3 Responsesto ““Weed It and Reap”: Michael Pollan shreds current Farm Bill in the New York Times”

  1. Farm Bill Girl says:

    Please do NOT support the FRESH Act!!!!

    Anyone who knows anything about family farmers should know better than to trust Richard Lugar. A good man in many ways (esp on foreign policy), he is agribusiness’s BEST friend and an ardent free trader. Free trade and the WTO is what directly undermines food sovereignty, local food, and sustainable agriculture. It gives preference to the cheapest ingredients sourced from around the world, and pits farmers everywhere in a race to the bottom (see the 1 million farmers driven off the land in Mexico by NAFTA).

    I understand people have frustrations with the current system and like to demonize commodity farmers. They have to realize that Lugar was the one who authored the infamous 1996 radical deregulatory Freedom to Farm Act that was supposed to get rid of the government and let the “free market” decide the prices for commodities. Lugar also in that Farm bill gutted all the major victories the family farm movement achieved in the 1987 Agriculture Credit Act that prevented thousands of farmers from being foreclosed on by the banks.

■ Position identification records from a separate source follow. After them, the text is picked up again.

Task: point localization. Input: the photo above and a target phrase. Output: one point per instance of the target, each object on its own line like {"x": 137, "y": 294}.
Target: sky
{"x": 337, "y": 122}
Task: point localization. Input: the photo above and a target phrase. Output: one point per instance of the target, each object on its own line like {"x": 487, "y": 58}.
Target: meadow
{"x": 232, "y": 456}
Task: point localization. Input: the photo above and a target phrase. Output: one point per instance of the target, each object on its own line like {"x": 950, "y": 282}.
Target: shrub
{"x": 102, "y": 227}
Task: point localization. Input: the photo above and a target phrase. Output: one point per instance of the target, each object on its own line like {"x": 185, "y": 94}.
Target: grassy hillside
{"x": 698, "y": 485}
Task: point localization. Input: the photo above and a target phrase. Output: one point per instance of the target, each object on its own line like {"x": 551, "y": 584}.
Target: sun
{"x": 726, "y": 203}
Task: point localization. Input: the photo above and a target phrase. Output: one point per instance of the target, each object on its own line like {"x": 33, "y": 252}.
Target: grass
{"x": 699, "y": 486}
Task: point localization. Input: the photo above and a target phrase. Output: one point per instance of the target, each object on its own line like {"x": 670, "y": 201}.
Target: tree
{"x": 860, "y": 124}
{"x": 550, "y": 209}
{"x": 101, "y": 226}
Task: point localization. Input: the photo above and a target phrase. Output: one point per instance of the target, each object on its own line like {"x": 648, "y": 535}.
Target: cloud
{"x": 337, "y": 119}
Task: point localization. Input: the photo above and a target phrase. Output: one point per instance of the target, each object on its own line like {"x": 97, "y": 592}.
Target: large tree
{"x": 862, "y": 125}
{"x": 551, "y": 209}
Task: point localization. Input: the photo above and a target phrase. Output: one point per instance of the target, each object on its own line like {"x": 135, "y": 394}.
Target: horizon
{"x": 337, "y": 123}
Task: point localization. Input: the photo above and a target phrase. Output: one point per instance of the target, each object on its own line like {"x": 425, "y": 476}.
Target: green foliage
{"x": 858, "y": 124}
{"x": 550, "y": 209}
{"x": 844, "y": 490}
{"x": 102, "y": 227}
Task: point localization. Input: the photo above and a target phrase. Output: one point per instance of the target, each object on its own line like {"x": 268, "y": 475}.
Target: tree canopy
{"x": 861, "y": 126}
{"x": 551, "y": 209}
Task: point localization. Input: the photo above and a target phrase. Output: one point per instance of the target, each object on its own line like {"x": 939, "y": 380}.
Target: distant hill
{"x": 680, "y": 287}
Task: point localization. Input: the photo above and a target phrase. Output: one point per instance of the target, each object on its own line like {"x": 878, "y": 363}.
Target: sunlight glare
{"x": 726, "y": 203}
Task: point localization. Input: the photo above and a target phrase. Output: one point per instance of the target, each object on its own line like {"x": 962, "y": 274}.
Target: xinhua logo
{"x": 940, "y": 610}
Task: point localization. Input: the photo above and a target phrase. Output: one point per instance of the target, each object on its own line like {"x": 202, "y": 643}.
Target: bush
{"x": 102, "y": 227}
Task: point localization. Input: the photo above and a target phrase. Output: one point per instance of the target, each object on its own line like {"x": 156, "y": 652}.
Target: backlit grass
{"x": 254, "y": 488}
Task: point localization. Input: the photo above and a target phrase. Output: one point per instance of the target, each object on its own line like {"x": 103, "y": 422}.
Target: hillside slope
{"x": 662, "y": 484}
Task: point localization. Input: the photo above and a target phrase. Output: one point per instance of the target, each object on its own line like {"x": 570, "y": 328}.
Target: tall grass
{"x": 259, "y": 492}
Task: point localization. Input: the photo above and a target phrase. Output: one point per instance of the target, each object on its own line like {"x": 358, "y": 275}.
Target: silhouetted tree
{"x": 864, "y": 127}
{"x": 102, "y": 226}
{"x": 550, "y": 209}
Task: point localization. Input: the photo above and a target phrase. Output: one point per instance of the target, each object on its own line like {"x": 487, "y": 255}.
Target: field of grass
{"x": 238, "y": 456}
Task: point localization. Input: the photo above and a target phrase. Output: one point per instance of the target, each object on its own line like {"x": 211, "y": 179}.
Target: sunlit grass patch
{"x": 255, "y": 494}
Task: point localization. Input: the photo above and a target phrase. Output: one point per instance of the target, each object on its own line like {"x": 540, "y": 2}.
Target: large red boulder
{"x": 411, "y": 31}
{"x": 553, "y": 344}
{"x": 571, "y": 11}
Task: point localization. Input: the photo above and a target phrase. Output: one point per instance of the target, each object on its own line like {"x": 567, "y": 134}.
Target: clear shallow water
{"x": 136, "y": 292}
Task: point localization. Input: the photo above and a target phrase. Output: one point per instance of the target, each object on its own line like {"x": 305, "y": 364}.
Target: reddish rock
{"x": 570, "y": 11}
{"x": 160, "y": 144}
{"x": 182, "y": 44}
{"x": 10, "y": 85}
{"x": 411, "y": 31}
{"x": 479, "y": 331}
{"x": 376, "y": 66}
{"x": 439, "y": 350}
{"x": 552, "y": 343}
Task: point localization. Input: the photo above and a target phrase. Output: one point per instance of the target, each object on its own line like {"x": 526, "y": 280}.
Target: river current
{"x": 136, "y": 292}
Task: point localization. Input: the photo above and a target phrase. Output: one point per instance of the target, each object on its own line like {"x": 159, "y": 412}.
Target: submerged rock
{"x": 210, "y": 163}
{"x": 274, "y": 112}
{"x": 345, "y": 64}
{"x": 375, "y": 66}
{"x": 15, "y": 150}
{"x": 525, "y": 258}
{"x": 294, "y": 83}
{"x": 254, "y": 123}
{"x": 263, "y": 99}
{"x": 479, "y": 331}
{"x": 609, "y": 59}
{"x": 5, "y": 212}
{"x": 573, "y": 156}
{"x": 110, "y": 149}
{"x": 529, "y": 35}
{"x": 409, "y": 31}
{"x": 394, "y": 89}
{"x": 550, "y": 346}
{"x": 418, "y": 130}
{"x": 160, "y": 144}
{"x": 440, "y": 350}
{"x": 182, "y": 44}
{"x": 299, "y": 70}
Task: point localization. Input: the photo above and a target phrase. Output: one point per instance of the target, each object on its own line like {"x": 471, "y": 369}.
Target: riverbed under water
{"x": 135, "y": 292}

    Lugar’s bill is a wholesale privatization of the farm system. It is akin to saying let’s get rid of Medicare/Medicaid and just let everyone buy and rely on private insurance. and we know how great private insurance is not for consumers, but for HMO profits. After the 1996 Farm Bill, prices (predictably) collapsed, as there were no more price floors for commodities. Corn collapsed to $1.50 in some areas, the same price as in 1970s when Earl Butz first started his “fencerow to fencerow” policies! Who benefitted? ADM/Cargill/Smithfield and the buyers and processors of cheap commodities. It was in the late 90s that CAFOs expanded massively in many communities, directly tied to and made possible by the collapse in corn prices.

    Thus, Congress then had to bail out the farmers with emergency and expensive payments and instituted the countercylical program in 2002.

    Lugar’s FRESH Act would essentially deregulate prices once again for commodities. Farmers would not know how low prices can be driven. ADM/Cargill/Tyson/Smithfield will be ecstatic to know there is no longer ANY sort of price floor for commodities. Crop insurance companies will be made quite rich by the taxpayer subsidies.

    And thus, the way would be paved for more “free trade” agreements, more cheap imports from China and Peru. Advocates fighting for the FRESH agreement on local and healthy foods grounds would be far better off opposing the upcoming Peru FTA, which will further devastate our specialty crop industry (esp. in asparagus and onions) while expanding factory farm meat and industrial agriculture in Peru. It’s very frustrating to see reformers not realize that by jumping into bed with the likes of the Business Roundtable and CATO Institute and eliminating subsidies, all in the name of being more WTO compliant and “trade” friendly, they are simply doing the bidding of ConAgra and ADM and Smithfield and latching onto an ideology that is directly at odds with the goals we all espouse.

  2. Bonnie P. says:

    Farm Bill Girl: I moved your comment here, to the post I think you meant to attach it to (not the Devil's Food Dictionary). I'm also embarrassed that nobody else caught my Farm Bill dyslexia -- I actually meant to type that I am supporting Dorgan-Grassley, not the Fresh Act.

    While I do think that the subsidy system needs to be done away with, I agree with you that relying on crop insurance would be disastrous. We should move to a model that rewards environmental stewardship and offers a combination of loans and strategic reserves (for price support) that will act as a true safety net.

    Thanks for the well thought-out discussion, and for catching my slip o' the keyboard.